Christopher Hogan

hogan Supercontinuum Photoacoustic Spectroscopy

About the Presenter:

Chris Hogan is an associate professor in the department of mechanical engineering at the University of Minnesota. He received his bachelor’s degree in Biological & Environmental Engineering from Cornell University in 2004, and a PhD degree in Energy, Environmental, & Chemical Engineering from Washington University in 2008. After studying as a Postdoctoral Associate at Yale University, he joined the faculty at the University of Minnesota in 2009. He is the recipient of the 2011 Sheldon K. Friedlander Award for “Outstanding PhD dissertation in a field of aerosol science and technology”, and the 2013 Marian Smoluchowski Award for “Outstanding contributions in aerosol science”. Currently, his laboratory group focuses on measurements and theory to explain the growth and transport of nanoparticles and ions in the gas phase (aerosols).

Full Presentation:

Abstract:

New particle formation in the gas phase occurs when vapor phase precursors collide with and bind to one another without dissociating; vapor molecules binding in succession eventually leads to the formation of nanoparticles. Traditionally, particle formation rate predictions have been based on classical nucleation theory (CNT), in which the energy barrier to growth is based on the assumed validity of the Kelvin effect.

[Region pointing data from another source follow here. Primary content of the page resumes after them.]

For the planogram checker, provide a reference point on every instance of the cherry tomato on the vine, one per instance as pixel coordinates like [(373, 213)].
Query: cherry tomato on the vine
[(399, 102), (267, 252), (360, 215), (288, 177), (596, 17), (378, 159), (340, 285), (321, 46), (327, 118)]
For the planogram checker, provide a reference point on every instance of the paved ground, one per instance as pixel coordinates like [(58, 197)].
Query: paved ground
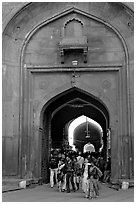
[(44, 193)]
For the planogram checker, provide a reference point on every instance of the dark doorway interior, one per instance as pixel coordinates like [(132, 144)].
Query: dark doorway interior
[(62, 109)]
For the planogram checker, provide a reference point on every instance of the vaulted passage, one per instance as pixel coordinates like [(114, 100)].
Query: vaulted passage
[(65, 107)]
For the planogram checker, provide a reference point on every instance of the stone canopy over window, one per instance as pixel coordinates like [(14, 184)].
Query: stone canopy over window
[(73, 39)]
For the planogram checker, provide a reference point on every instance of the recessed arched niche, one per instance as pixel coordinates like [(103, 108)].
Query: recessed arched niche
[(73, 39)]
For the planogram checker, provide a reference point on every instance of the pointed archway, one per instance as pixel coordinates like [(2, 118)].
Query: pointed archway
[(63, 108)]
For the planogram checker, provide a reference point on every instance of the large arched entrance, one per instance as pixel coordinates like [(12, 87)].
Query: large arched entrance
[(63, 108)]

However, in realistic chemically inhomogeneous systems, the energy barrier predicted by CNT is typically an upper limit; growth can occur much faster through heterogeneous pathways (i.e. the binding of vapor molecules which are chemically distinct from those already incorporated into the growing particle). This talk will present recent research results on probing heterogeneous vapor binding to clusters using ion mobility spectrometry-mass spectrometry (IMS-MS) with a parallel-plate differential mobility analyzer (DMA). It will be shown that by doping the sheath gas of the DMA with controlled amounts of vapor dopants, the shifts in mobility/collision cross section for chemically well-identified particles/clusters can be monitored, with shifts in mobility <2% (corresponding to the transient binding of a single vapor molecule) observable. Case study results for water binding to salt clusters as well as atmospherically relevant dimethylamine-sulfuric acid clusters will be presented. Direct comparison between measured mobility shifts and predictions based upon CNT derived models will additionally be provided; this comparison shows that such models do not appropriately describe heterogeneous nanoparticle growth.